Why is the reduction by sugars more efficient in basic solutions than in acidic ones?

Question

Why is it said that reduction by sugars is much more efficient in basic media than in acidic media as in the following quote taken from Satyanaryana’s Biochemistry, 4th edition page 16?

In the laboratory, many tests are employed to identify the reducing action of sugars. These include Benedict’s test, Fehling’s test, Barfoed’s test etc.
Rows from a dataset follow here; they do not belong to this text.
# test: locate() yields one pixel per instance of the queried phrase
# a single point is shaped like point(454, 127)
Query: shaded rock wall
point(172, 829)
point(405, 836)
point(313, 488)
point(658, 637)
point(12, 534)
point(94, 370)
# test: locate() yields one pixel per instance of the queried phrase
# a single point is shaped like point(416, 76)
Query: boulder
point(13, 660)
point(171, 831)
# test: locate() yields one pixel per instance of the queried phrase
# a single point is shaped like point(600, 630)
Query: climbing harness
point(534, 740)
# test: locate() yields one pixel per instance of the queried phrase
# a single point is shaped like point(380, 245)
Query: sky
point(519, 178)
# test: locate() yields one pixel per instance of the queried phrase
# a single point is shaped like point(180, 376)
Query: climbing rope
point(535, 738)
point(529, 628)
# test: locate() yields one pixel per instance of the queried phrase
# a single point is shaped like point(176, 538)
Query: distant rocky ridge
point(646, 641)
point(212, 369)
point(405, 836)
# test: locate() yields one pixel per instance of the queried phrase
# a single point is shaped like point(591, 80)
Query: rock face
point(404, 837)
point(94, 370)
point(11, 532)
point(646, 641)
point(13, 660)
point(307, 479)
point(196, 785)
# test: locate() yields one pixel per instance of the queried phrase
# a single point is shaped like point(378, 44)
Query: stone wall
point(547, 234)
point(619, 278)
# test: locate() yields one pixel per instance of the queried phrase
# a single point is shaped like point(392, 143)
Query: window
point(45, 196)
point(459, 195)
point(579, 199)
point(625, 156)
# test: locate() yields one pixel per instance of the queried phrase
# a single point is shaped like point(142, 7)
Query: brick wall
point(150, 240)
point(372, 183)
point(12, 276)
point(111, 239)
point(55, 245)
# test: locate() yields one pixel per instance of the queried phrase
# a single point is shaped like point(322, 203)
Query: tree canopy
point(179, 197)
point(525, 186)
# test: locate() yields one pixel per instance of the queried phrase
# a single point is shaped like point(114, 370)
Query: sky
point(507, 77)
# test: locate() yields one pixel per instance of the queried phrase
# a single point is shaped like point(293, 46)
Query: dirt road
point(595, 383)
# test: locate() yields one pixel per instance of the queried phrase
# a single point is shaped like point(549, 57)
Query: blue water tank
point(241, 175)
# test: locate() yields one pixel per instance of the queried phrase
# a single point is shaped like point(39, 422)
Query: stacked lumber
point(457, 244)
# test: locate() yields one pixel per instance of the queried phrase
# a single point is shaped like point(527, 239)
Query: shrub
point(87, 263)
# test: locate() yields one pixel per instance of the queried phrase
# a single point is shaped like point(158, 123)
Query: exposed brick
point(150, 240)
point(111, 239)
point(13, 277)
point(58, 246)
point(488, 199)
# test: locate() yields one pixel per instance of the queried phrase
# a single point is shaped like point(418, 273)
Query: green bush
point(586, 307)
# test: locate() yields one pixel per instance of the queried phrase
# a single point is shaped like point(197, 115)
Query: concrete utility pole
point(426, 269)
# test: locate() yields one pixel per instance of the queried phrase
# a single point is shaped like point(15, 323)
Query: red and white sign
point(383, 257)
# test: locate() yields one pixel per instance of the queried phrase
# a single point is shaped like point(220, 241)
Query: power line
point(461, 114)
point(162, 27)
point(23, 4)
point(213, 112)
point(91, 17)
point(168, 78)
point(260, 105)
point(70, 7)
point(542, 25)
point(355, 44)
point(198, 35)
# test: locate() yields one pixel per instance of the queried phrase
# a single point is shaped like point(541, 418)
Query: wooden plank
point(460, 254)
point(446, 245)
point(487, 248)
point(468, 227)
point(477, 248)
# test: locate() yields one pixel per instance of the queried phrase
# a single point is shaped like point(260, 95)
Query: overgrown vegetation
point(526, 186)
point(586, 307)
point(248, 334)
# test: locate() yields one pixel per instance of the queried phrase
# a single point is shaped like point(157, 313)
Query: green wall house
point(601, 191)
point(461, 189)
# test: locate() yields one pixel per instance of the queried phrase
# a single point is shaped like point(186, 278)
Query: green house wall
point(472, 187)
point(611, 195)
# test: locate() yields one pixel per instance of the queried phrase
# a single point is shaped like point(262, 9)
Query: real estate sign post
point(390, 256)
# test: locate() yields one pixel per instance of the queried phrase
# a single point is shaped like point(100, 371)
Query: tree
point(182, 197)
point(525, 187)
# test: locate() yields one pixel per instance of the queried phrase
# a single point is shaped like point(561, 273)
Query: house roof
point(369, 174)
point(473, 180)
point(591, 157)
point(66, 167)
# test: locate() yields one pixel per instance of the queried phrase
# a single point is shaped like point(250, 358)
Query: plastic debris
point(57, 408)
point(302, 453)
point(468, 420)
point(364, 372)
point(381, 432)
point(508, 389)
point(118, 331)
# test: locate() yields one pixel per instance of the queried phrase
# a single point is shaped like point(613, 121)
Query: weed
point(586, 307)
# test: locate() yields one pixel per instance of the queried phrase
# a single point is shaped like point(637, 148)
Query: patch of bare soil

The reduction is much more efficient in the alkaline medium than in the acidic medium. (sic emphasis)

Is it something to do with the reagents used because many of them are just basic solutions, but if the reagent happens to be an acidic solution then will be that statement valid?

Answer 1

This is based in the underlying redox rection. If we take e.g. mannose and attempt to oxidise that, the (unbalanced) half-reaction we need is the following:

$$\ce{C6H12O6 -> C6H10O6 + 2e-}\tag{Ox1}$$

To balance it, we either need to add protons to the right-hand side (acidic medium) or negative charges to the left-hand side. Since we are asked about alkaline solutions, let’s do the latter:

$$\ce{C6H12O6 + 2 OH- -> C6H10O6 + 2 e- + 2 H2O}\tag{Ox2}$$

As you can see, the oxidation of sugars consumes hydroxide ions. If you increase the concentration of hydroxide, that will typically increase the reaction rate.

Of course, one should always check what the reduced compound is. In your case, it is always a complexated copper(II) ion and is reduced by the following equation:

$$\ce{2Cu^2+ + 2 e- + 2 OH- -> Cu2O v + H2O}\tag{Red}$$

Even here, if we set up the half-reaction, we notice that we are consuming hydroxide. Thus, the overall redox reaction is:

$$\ce{C6H12O6 + 2 Cu^2+ + 4 OH- -> C6H10O6 + Cu2O v + 3 H2O}\tag{Redox}$$

If a reaction consumes hydroxide ions, it is enhanced by basic conditions. Likewise, if a redox reaction consumes protons, it is enhanced by acidic conditions.